Wie de overheid het hardst nodig heeft, heeft er vaak een hekel aan
Mensen met schulden of andere sociale problemen zijn vaak woedend op de overheid. Terwijl ze die juist hard nodig hebben. Waarom loopt het zo vaak mis tussen mensen die klem zitten en ambtenaren? En hoe zorgen we dat het anders kan? Daarbij kunnen jullie helpen.
Hij ontving wandversieringen, vazen, zelfgemaakte werkstukken, bloemen, tabaksbonnen, druiven, haringen, maar bovenal brieven. Eindeloos veel brieven.
Het was 1947. Minister Willem Drees had geregeld dat oudere Nederlanders een inkomen kregen: de Noodwet Ouderdomsvoorziening. En dat leverde hem lofzangen op uit alle hoeken van de samenleving.
‘Dit is het verhevenste, het grootste werk, wat ooit in Nederland tot stand is gekomen,’ schreef een burger. ‘U zult ten eeuwigen dage in de harten gegrift staan van de Ouden van dagen.’
En zo ging het door: ‘een bevrijding,’ ‘een groots stuk werk,’ ‘een blijer en mooier en gelukkiger levensavond voor allen.’ Drees zelf verdiende ‘wel vier stoelen in de hemel’.

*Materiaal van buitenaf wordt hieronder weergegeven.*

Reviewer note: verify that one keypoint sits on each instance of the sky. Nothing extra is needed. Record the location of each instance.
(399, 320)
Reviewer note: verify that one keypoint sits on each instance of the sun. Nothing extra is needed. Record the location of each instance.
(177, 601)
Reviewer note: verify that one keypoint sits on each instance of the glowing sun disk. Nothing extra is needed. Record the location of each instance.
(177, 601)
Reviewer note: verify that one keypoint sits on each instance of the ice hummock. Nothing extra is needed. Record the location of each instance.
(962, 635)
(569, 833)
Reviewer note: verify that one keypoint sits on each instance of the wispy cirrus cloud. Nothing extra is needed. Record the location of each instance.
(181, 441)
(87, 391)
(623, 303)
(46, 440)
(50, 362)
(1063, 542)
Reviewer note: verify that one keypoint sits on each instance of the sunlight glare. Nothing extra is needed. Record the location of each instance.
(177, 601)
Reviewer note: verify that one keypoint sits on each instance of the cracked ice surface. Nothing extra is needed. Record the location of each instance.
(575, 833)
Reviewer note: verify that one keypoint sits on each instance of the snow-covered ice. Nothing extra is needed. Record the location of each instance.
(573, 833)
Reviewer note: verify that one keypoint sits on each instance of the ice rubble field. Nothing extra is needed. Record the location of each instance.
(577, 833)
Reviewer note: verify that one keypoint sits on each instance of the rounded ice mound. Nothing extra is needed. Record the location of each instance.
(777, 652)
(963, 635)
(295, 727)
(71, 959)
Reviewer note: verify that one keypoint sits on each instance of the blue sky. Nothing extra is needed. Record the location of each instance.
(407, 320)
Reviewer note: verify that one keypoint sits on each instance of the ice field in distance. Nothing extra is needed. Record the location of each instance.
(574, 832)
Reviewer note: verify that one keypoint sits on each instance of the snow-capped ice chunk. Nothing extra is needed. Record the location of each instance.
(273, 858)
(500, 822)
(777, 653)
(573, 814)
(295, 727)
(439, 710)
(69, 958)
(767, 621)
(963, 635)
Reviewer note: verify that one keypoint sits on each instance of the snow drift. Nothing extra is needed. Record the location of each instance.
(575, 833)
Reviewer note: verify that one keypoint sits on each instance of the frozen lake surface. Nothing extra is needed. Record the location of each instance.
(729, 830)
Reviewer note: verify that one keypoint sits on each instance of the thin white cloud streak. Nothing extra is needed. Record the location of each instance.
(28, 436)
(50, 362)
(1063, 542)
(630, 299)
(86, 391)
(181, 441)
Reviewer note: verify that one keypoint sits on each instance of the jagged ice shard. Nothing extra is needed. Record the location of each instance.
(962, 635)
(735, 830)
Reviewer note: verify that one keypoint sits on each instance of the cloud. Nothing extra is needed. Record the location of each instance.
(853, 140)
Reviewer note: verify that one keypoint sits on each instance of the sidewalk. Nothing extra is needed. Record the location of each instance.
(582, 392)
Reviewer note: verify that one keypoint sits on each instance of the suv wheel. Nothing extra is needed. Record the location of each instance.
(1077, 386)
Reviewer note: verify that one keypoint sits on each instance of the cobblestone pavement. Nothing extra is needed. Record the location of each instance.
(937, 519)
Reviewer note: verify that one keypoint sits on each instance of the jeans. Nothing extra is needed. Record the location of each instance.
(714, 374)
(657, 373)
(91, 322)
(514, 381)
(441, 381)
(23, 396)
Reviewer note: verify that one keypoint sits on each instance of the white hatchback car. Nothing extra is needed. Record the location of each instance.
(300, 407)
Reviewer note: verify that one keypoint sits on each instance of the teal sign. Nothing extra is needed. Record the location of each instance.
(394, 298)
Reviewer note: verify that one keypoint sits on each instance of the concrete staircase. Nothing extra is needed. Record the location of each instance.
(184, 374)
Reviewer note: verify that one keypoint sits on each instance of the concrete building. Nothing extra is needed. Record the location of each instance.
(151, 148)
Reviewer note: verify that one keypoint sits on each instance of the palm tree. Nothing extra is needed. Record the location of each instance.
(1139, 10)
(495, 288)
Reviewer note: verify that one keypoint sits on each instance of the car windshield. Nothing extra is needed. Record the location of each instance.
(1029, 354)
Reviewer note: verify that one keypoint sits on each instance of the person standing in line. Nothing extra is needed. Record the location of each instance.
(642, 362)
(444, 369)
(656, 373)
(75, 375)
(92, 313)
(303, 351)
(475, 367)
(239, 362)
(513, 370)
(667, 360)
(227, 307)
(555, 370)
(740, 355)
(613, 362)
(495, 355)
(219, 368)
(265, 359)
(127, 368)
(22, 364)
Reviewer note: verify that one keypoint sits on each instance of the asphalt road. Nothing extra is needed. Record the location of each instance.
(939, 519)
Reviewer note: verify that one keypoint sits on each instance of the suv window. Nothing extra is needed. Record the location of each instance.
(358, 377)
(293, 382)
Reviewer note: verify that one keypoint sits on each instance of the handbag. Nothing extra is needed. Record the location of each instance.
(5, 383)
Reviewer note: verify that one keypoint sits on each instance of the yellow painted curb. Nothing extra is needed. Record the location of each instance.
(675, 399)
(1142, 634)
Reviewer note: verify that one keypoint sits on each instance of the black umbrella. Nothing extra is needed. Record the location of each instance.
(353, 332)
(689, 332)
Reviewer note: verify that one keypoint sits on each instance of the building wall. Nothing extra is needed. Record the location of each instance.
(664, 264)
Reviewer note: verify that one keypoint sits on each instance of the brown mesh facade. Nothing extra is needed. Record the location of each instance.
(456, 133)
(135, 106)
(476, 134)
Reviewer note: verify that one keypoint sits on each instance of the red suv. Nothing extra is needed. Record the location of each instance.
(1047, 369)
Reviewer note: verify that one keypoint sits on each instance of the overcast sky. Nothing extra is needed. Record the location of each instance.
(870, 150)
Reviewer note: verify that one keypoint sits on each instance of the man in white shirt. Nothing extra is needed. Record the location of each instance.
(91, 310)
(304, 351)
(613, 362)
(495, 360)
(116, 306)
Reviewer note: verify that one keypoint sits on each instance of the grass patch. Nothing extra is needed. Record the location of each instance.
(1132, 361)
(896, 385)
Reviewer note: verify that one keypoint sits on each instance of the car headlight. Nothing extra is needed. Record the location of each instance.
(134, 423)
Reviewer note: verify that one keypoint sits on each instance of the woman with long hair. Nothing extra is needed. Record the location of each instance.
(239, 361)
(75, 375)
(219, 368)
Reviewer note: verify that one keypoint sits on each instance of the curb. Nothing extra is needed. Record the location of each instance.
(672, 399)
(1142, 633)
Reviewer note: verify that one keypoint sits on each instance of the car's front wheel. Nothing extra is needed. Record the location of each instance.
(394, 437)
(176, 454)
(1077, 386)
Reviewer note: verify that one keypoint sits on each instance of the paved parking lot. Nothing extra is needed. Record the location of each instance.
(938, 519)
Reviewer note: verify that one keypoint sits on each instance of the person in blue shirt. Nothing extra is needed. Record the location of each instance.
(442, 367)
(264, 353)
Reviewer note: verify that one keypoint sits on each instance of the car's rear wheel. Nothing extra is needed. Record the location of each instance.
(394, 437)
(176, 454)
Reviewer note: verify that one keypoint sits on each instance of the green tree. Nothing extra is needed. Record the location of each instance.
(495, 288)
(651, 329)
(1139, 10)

Het is je moeilijk meer voor te stellen, zulke dankbaarheid. Meer dan zestig jaar later vroeg Cok Vrooman, bijzonder hoogleraar Sociale Zekerheid, het ministerie van Sociale Zaken of ze nog weleens zulke brieven krijgen. De voorlichter reageerde lacherig. Nee, antwoordde ze, nu kregen ze vooral klachten.*
Het is een vreemde paradox: we geven tegenwoordig veel meer uit aan sociale bescherming dan in de tijd van Drees, maar de opbrengst is nu niet dankbaarheid, maar eerder woede. Mensen die aangewezen zijn op de overheid hebben vaak de grootste hekel aan de overheid.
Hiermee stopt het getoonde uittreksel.